Commit Graph

9 Commits

Author SHA1 Message Date
Jun Wu
bdbf60f28d xdiff: backport upstream changes
Summary:
I did some extra xdiff changes in upstream, namely:

  - Remove unused features
  - Replace "long" (32-bit in MSVC) with int64_t to support large files
  - Add comment on some key variables

This backports them. It also includes Matt's fixes about Windows compatibility.

Reviewed By: ryanmce

Differential Revision: D7223939

fbshipit-source-id: 9287d5be22dae4ab41b05b3a4c160d836b5714a6
2018-04-13 21:51:48 -07:00
Jun Wu
78f4faea65 xdiff: add a preprocessing step that trims files
Summary:
xdiff has a `xdl_trim_ends` step that removes common lines, unmatchable
lines. That is in theory good, but happens too late - after splitting,
hashing, and adjusting the hash values so they are unique. Those splitting,
hashing and adjusting hash values steps could have noticeable overhead.

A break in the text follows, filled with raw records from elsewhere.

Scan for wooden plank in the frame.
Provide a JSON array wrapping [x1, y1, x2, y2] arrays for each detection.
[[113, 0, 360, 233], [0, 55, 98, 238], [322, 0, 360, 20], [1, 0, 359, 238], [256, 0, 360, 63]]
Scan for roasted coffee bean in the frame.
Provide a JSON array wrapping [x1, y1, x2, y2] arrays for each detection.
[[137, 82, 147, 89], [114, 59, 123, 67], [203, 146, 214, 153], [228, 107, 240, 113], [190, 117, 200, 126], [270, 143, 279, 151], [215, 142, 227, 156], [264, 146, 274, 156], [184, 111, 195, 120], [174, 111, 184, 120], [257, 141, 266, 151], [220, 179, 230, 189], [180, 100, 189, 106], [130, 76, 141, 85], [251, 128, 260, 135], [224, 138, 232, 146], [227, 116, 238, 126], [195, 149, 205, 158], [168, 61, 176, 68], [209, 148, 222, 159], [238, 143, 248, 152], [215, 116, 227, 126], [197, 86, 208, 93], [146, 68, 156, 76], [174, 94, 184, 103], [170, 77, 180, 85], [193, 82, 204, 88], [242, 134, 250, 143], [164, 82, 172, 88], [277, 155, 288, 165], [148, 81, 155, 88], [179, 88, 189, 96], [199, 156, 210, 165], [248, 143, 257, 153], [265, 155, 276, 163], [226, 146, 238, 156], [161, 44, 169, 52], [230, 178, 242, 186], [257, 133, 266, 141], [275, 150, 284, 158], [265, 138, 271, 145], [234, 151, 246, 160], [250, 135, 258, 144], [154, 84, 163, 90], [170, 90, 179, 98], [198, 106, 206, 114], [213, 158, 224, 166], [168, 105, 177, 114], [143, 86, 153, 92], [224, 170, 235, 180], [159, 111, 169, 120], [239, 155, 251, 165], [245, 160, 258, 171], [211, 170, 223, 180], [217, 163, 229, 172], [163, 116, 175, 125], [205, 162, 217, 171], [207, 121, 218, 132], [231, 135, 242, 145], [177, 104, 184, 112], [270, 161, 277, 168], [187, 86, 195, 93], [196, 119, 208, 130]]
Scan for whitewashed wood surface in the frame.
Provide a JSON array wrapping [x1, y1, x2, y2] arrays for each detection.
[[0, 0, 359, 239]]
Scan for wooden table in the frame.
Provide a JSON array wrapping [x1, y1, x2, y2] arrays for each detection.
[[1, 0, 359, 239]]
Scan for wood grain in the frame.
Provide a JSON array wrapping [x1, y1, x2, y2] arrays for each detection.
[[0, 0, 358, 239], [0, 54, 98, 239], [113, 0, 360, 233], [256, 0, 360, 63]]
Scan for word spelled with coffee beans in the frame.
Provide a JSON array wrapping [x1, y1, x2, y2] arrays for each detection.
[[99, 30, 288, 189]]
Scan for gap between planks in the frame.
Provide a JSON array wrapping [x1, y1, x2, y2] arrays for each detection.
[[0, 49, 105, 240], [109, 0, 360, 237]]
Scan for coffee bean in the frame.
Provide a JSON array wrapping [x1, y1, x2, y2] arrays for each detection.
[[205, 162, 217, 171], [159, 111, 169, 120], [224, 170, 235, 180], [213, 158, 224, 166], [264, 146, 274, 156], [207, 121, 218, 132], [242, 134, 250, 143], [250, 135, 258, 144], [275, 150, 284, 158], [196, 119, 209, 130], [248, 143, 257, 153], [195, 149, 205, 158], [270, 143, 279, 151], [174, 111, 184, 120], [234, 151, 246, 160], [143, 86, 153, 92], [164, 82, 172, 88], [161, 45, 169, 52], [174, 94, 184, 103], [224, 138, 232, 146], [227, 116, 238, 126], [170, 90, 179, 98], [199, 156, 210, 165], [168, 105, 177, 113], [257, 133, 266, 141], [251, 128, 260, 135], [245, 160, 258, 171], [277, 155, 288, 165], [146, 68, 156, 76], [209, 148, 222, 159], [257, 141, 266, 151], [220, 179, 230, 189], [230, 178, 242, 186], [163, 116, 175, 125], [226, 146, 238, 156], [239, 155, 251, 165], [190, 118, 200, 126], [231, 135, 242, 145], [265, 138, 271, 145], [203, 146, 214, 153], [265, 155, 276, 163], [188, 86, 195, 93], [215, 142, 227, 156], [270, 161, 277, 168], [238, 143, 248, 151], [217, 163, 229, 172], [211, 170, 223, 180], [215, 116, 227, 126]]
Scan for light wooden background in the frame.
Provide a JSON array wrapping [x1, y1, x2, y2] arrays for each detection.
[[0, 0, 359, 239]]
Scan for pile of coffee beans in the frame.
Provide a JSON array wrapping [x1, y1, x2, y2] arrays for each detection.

For not uncommon cases like diffing two large files with minor differences,
the raw performance of those preparation steps seriously matter. Even
allocating an O(N) array and storing line offsets to it is expensive.
Therefore my previous attempts [1] [2] cannot be good enough since they do
not remove the O(N) array assignment.

This patch adds a preprocessing step - `xdl_trim_files` that runs before
other preprocessing steps. It counts common prefix and suffix and lines in
them (needed for displaying line number), without doing anything else.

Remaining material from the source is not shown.